Il presidente della Repubblica Giorgio Napolitano incontra i ‘saggi’ e chiude la polemica dopo la gaffe di Valerio Onida giovedi’ con la telefonata alla trasmissione ‘La Zanzara’. Il capo dello Stato, a margine dei lavori delle due commissioni, si’ e’ intrattenuto in particolare con Gaetano Quagliariello, pressato da una parte del Pdl perche’ lasci l’incarico. A lui e agli altri ‘facilitatori’ Napolitano ha sottolineato ‘l’utilita” del loro lavoro. Oggi le due commissioni, quella sui temi economico-sociali e quella sulle riforme istituzionali, hanno proseguito le loro riunioni ed hanno avuto anche un incontro insieme per un confronto e per raccordare il timing, in modo da concludere i rispettivi documenti assieme, cosi’ da poterli consegnare al Presidente Napolitano in modo concomitante.
Napolitano ha voluto salutare brevemente entrambe le commissioni, chiedendo di aver ‘fiducia nell’utilita” del loro lavoro, che e’ comunque di ausilio a quello del presidente della Repubblica: sia quello attuale che il prossimo. I due documenti, e’ il ragionamento fatto, potranno ‘perimetrare’ con cura alcuni punti programmatici essenziali su cui le forze parlamentari sono d’accordo e sulla cui base puo’ nascere un governo. Concetto espresso in mattinata a margine di un convegno da uno dei saggi economici, il presidente dell’Istat Enrico Giovannini: ‘credo che il nostro sia un lavoro utile. Stiamo lavorando intensamente giorno e notte; vedremo il risultato di questo lavoro nei documenti che porteremo al capo dello Stato’.

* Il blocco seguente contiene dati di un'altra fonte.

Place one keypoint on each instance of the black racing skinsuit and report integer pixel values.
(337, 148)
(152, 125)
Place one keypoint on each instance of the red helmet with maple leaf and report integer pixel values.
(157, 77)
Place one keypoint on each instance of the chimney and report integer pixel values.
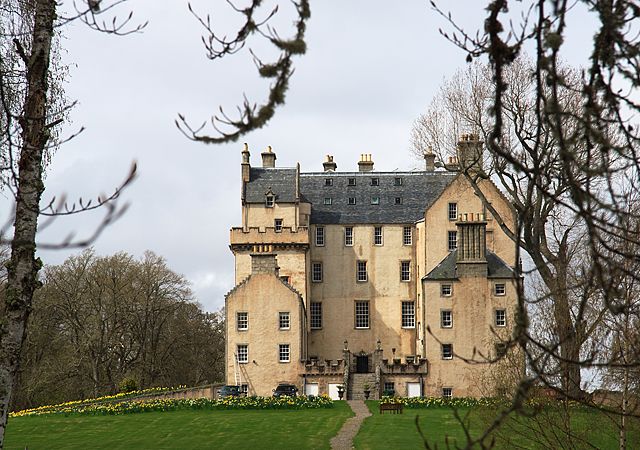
(263, 260)
(268, 158)
(470, 153)
(365, 164)
(471, 258)
(328, 164)
(429, 160)
(246, 165)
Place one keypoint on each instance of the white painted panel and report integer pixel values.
(413, 390)
(311, 389)
(333, 391)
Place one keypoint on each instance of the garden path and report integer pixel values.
(344, 438)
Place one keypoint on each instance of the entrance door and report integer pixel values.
(333, 391)
(413, 390)
(362, 364)
(311, 389)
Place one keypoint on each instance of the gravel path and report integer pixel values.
(344, 438)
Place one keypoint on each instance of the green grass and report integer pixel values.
(440, 426)
(198, 429)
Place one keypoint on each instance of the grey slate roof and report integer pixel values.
(281, 181)
(446, 270)
(417, 191)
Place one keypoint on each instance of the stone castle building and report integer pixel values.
(378, 280)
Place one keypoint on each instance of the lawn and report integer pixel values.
(192, 429)
(440, 426)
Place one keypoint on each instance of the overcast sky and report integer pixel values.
(371, 68)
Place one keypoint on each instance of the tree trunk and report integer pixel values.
(23, 267)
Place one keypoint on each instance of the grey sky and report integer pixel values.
(370, 69)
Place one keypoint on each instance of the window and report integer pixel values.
(284, 320)
(316, 272)
(242, 320)
(406, 236)
(408, 314)
(315, 310)
(242, 353)
(362, 314)
(348, 236)
(283, 352)
(377, 235)
(270, 201)
(361, 271)
(501, 349)
(453, 211)
(446, 318)
(452, 240)
(501, 317)
(405, 270)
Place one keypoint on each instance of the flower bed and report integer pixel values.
(127, 407)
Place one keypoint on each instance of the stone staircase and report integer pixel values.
(358, 380)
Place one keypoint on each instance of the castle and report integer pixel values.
(369, 281)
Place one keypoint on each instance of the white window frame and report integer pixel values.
(405, 271)
(315, 315)
(240, 321)
(408, 314)
(348, 236)
(284, 353)
(361, 271)
(407, 235)
(446, 318)
(500, 321)
(284, 320)
(319, 236)
(446, 354)
(378, 236)
(242, 352)
(452, 240)
(452, 211)
(317, 272)
(361, 315)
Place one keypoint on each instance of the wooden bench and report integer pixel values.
(396, 408)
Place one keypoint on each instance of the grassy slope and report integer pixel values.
(438, 424)
(312, 428)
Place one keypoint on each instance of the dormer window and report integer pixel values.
(270, 201)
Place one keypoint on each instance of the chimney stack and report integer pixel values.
(471, 258)
(365, 164)
(329, 165)
(429, 160)
(245, 165)
(470, 153)
(268, 158)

Prima della riunione della commissione sulle riforme istituzionali, Napolitano ha stretto la mano a Valerio Onida, confermandogli la fiducia, e a Gaetano Quagliariello, oggetto di pressioni da parte di una parte del Pdl, che lo ha invitato a dimettersi per far saltare il tavolo. Si tratta di di quella parte del Pdl che spera ancora in dimissioni anticipate di Napolitano per andare al voto entro giugno. Ma proprio stamattina Silvio Berlusconi ha smussato questa linea, dicendo che il Pdl punta ancora in primis al governo di larghe intese. E allora, quando stamani Napolitano ha esortato i ‘saggi’ a proseguire il loro impegno, ha pure ringraziato per il senso di responsabilita’ mostrato, in particolare in chi piu’ si sarebbe potuto risentire per la gaffe di Onida. E tra questi se c’e’ Quagliariello, a cui Napolitano si e’ rivolto, c’e’ anche Berlusconi, verso il quale erano stati fatti apprezzamenti non eleganti sull’eta’ da Onida nella telefonata carpitagli.
Certo anche oggi sono arrivate richieste di dimissioni a Onida da parte di alcuni esponenti del Pdl (Daniele Capezzone, Barbara Saltamartini) o apprezzamenti ironici (Renato Brunetta). Resta il fatto che il leader, Silvio Berlusconi, ha sorvolato. Un plauso al lavoro dei ‘saggi’ e arrivato dall’astrofisica Margherita Hack, la cui imitazione e’ stata alla base della telefonata della ‘Zanzara’ a Onida. Hack ha definito ‘da denuncia’ lo scherzo e ha difeso il ruolo delle commissione: ‘potrebbe essere utile, serve una mano da parte di teste brillanti in questo momento di impasse, al posto di Napolitano l’avrei creata anch’io’.